SVN® International Corp. Economic Update – Keeping our clients up-to-date about the latest real estate landscape trends.

In the second quarter, the US economy grew at an annualized rate of 2.8%, an improvement from 1.4% in the first quarter and surpassing the expected 2%. This growth was primarily driven by a rebound in consumer spending, particularly in goods consumption, which rose by 2.5%. Private inventories also contributed positively after being a drag in previous quarters. Government spending rose, notably in defense, although net trade remained a drag due to faster growth in imports compared to exports.

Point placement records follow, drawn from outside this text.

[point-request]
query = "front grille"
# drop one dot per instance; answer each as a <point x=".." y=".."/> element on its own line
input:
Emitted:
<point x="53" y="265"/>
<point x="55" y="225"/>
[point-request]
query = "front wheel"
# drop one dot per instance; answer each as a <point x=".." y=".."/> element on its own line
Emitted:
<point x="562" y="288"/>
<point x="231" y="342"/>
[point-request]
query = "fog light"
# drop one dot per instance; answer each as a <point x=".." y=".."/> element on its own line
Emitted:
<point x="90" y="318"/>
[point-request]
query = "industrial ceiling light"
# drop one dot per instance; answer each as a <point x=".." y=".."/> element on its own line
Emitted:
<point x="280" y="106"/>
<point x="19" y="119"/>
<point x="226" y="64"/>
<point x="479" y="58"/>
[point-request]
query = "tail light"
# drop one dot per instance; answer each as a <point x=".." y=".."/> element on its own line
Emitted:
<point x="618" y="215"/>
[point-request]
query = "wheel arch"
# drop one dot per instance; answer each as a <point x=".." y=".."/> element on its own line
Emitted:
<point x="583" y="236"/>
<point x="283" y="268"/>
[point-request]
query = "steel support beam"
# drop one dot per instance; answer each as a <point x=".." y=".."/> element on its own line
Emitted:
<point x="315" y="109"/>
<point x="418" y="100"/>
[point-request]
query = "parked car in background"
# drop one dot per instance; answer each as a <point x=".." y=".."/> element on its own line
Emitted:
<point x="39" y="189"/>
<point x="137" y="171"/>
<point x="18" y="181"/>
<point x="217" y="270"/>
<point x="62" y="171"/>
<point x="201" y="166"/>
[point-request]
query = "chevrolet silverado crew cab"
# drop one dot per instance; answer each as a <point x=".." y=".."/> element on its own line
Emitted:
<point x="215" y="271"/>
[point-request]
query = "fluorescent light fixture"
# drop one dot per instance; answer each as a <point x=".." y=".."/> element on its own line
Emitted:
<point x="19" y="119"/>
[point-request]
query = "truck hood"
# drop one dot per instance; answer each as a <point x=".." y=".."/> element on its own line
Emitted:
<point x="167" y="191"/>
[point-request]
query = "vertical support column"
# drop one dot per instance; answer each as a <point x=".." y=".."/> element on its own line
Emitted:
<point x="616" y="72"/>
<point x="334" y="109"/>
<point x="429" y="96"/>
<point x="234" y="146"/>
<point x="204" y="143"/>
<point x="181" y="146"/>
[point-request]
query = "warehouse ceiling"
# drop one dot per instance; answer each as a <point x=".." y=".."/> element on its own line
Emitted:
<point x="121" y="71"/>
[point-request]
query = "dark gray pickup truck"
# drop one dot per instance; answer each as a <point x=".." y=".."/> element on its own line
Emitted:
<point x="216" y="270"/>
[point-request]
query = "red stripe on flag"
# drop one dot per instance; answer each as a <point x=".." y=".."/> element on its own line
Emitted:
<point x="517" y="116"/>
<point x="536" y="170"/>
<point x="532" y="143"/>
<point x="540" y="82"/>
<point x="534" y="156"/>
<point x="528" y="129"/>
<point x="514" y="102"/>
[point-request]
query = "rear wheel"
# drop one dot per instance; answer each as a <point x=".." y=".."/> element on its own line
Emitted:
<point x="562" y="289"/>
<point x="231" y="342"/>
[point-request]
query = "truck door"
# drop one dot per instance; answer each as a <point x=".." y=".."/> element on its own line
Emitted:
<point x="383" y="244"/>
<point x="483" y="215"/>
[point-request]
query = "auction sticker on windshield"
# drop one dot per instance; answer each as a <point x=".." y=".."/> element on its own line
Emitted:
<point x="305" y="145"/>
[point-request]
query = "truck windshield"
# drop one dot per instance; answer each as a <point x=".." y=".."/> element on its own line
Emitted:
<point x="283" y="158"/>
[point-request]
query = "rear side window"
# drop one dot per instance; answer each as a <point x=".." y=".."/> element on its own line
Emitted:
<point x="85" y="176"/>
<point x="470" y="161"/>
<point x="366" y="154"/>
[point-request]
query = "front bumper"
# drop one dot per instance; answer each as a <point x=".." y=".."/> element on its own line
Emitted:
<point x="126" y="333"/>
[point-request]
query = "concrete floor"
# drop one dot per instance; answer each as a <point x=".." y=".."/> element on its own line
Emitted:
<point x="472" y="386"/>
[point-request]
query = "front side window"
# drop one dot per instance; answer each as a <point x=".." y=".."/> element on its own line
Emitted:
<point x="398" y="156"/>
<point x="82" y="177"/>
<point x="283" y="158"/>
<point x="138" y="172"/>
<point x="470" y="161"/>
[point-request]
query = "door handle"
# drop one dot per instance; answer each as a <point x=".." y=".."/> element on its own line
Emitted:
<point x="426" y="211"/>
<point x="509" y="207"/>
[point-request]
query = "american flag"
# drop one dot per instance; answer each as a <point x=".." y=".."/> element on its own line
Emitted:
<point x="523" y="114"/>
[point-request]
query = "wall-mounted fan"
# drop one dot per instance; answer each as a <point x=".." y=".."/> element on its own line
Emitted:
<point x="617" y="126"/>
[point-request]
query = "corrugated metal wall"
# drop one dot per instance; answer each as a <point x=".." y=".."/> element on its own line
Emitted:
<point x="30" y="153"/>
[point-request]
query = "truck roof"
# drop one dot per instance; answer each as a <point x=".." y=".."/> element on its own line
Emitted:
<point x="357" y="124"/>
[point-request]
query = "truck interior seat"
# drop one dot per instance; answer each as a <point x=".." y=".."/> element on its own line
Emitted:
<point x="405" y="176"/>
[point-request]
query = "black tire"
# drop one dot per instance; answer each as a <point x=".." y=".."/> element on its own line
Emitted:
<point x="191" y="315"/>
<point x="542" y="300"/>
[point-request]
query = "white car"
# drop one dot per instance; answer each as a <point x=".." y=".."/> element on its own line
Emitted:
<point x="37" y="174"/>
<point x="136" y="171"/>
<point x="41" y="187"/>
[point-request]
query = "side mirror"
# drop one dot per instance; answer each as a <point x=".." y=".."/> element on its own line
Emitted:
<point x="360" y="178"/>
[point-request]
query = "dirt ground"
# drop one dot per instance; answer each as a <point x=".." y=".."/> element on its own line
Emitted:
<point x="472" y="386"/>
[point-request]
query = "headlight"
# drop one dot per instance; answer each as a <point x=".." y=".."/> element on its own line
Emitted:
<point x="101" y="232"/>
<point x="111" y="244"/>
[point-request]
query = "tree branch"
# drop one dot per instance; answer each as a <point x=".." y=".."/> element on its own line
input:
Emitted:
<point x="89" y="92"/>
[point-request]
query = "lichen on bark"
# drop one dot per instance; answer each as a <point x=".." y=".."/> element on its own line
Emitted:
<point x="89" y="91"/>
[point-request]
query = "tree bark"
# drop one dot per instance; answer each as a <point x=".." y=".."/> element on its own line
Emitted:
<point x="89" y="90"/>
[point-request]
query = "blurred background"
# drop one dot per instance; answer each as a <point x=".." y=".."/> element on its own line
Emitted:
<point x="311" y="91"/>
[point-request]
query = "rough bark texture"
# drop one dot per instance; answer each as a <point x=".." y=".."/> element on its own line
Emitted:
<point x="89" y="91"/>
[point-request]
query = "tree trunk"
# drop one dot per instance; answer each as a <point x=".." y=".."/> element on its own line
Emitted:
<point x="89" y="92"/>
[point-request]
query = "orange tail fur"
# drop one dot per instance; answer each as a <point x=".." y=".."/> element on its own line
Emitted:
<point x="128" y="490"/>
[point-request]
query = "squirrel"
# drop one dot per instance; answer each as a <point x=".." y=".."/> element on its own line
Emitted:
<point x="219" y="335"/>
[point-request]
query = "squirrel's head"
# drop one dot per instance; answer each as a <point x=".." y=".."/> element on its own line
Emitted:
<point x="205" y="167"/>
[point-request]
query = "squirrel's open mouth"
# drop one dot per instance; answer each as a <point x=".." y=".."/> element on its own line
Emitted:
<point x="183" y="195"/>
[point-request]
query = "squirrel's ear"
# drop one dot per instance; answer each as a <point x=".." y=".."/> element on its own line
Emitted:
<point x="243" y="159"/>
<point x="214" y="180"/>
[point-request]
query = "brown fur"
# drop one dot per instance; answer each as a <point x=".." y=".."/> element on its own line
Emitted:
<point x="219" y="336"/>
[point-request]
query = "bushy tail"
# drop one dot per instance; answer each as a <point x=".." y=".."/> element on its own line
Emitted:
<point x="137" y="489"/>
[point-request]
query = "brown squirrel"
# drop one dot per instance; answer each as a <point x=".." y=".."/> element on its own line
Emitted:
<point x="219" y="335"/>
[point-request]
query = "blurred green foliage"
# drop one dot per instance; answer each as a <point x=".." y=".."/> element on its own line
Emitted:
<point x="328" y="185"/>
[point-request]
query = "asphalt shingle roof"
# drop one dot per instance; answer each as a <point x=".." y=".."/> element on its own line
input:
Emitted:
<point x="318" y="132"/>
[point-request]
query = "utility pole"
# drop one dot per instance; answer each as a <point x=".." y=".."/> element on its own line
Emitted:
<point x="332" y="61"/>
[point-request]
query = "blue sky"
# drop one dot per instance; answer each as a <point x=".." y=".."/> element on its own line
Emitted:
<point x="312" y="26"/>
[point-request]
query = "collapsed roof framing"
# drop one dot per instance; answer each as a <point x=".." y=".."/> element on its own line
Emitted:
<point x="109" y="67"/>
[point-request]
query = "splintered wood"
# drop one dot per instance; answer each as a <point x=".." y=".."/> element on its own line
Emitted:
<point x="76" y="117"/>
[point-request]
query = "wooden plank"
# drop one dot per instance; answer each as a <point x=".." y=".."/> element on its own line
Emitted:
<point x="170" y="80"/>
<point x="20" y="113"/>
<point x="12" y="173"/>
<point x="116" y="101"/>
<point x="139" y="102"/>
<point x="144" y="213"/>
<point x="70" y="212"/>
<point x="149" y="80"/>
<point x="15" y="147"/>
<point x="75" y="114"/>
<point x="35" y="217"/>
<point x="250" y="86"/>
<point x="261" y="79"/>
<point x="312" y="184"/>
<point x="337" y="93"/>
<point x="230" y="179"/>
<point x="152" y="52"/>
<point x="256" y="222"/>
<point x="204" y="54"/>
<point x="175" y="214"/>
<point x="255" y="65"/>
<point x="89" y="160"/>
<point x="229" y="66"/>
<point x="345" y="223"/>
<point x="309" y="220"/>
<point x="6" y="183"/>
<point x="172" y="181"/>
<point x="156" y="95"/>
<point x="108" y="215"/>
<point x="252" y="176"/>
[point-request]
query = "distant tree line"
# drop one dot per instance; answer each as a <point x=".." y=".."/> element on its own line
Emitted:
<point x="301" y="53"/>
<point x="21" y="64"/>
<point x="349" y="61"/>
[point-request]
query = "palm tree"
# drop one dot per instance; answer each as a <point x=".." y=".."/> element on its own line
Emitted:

The Federal Reserve’s Beige Book highlighted that economic growth was modest across most districts, with five of twelve districts experiencing flat or declining activity. Despite the GDP acceleration, some regions are experiencing stagnation. Wages continued to rise modestly, while price increases and household spending remained stable. The Beige Book indicated varied activity across residential and commercial real estate markets, and a softer demand for loans. Expectations for the upcoming months suggest a slowdown in economic growth, influenced by factors such as domestic policy, geopolitical uncertainties, and inflation.

The stronger-than-expected GDP growth shifted market expectations regarding future interest rate cuts. While a September rate cut is still largely anticipated, there is now an 87.7% chance that rates will remain steady for the rest of the year following an initial cut. The mid-year commercial property outlook suggests a bottoming out of transaction activity, with expected further declines in valuations due to rising cap rates. Additionally, the CHIPS and Science Acts are likely to increase demand in commercial real estate sectors, particularly in regions with strong labor markets and diverse supplier bases.